In the photo to the right, the South Cross is in the foreground with the ruins of the church in the background.

The Sleaty monastery had an early scriptorium.  Fiacc is said to have learned the Latin alphabet from Patrick.  As a former bard himself and a man who now could read and write, Fiacc is credited with writing a “metrical life of St. Patrick in Irish.  

Fiacc was known for piety and many pilgrims visited Sleaty.  It was well positioned as the River Barrow was a major natural waterway in ancient Ireland.  Fiacc died between 510 and 520.  His son Fiacre became abbot of Sleaty after him.

Over 100 years later, Aed was abbot of Sleaty.  He is credited with commissioning Muirchu, a scribe, to write a “Life of St. Patrick.”  This he did in the mid by about 688 and we have this “Life” still.  Aed died in 698.  The Annals of the Four Masters record that “Aedh, Anchorite of Sleibhte, died.”  (AFM, M698.2)

Sleaty is mentioned in the annals a number of times.  In 864, it is recorded that the monastery was plundered by the Ossorymen.  (AFM, M864)  Perhaps because of Viking raids along the Barrow and the growth of large monasteries nearby, Sleaty began to diminish in importance.  The last mention of Sleaty in the Annals comes in 1055 when the annalist wrote, “Maelbrighde Ua Maelruain, airchinnech of Slebte.”  The meaning is that this steward of the monastery died.  (AFM, M1055.4)

On the site now can be found the two High Crosses that will be explored below.  They are dated between the 8th and early 10th centuries.  The ruins of a later medieval church also survive.

The Crosses

The South Cross

County Laois, Sleaty, South Cross, west face


This imperforate cross is carved of granite.  It stands a little over four and a half feet.  The west face, seen to the left has a raised ring with what appears to be a Maltese cross inside.  There is a slightly raised panel on the shaft that does not seem to have any decoration.

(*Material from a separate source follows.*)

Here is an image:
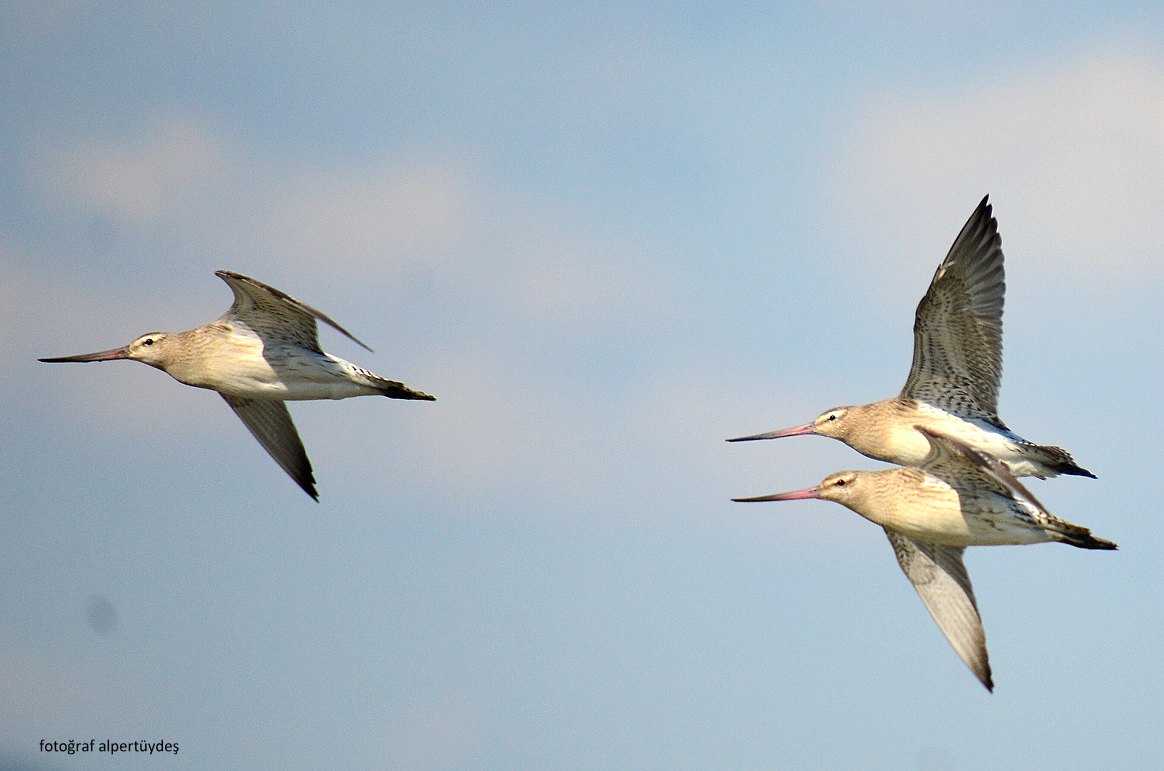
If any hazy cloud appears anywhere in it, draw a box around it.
[836,49,1164,291]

County Laois, Sleaty, South Cross, east face




The East face, seen in the photo to the right, has a raised circle in the center of the head but there is no apparent decoration.



The North Cross     

County Laois, Sleaty, North CrossCounty Laois, Sleaty, North Cross



The North cross, seen in the photos left and right, stands nearly nine feet in height.  It is ringless with arcs carved out on all four corners where the arms and shaft meet.  It has no apparent decoration on either side.